I've been reading two books that have completely rewired the way I think about modern music, and the history of contemporary music in China. They've also produced a huge breakthrough in the comicbook that @joshfeola and I are working on!
I wrote some excited thoughts about it all on our newsletter here below. But a quick summary below this if you're into THREADS

http://tinyletter.com/buddhaboxes/letters/episode-13-prophets-of-noisy-heavens-and-a-syncopated-earth
Noise Uprising argues that the origins of 'modern music' lie in a network of colonial ports and the sounds they produced in the 20s/30s, driven by 78 RPM shellac records. Sounds like tarab/kroncong/raï decolonized our ear, and created the polyphonic mixing of sounds we know today
In other words, places like Jakarta, Algiers, Havana were the primordial soup for all 20th century music. It appeared on the edges and borders of global capitalism rather than the center. It's what made recorded music such an integral part of our everyday life.

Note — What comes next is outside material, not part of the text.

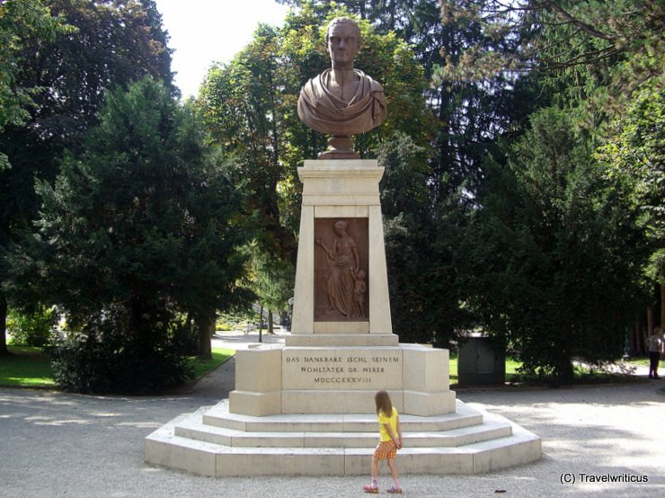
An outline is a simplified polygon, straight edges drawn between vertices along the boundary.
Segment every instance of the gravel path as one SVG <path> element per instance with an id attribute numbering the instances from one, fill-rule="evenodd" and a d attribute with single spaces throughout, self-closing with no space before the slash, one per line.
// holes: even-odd
<path id="1" fill-rule="evenodd" d="M 242 348 L 255 339 L 230 336 L 216 345 Z M 646 373 L 640 369 L 637 382 L 616 386 L 458 392 L 540 435 L 543 458 L 480 476 L 404 476 L 404 494 L 665 496 L 665 396 L 658 392 L 665 380 L 649 381 Z M 226 397 L 233 374 L 230 360 L 189 392 L 160 397 L 0 388 L 0 496 L 363 495 L 366 477 L 214 479 L 146 465 L 143 439 Z"/>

One of the nodes of this global archipelago was, of course, Shanghai. 'Circuit Listening' starts there, and argues that this network of colonial ports was merely the first of a few global 'circuits' that seeded musical ideas and forms, usually on the back of a new technology.
The long 60s produced a second circuit—a global, amplified rock'n'roll and campus folk movement driven by transistor tech and vinyl records—and they took over the Chinese-language world.
The first 'circuit' from Noise Uprising was interrupted in China by the onset of CCP rule. Successors to the 30s Shanghai scene relocated to Hong Kong, from where a new gen. of singers like Teresa Teng would "reintroduce" these interrupted circuits back to China in the 70s.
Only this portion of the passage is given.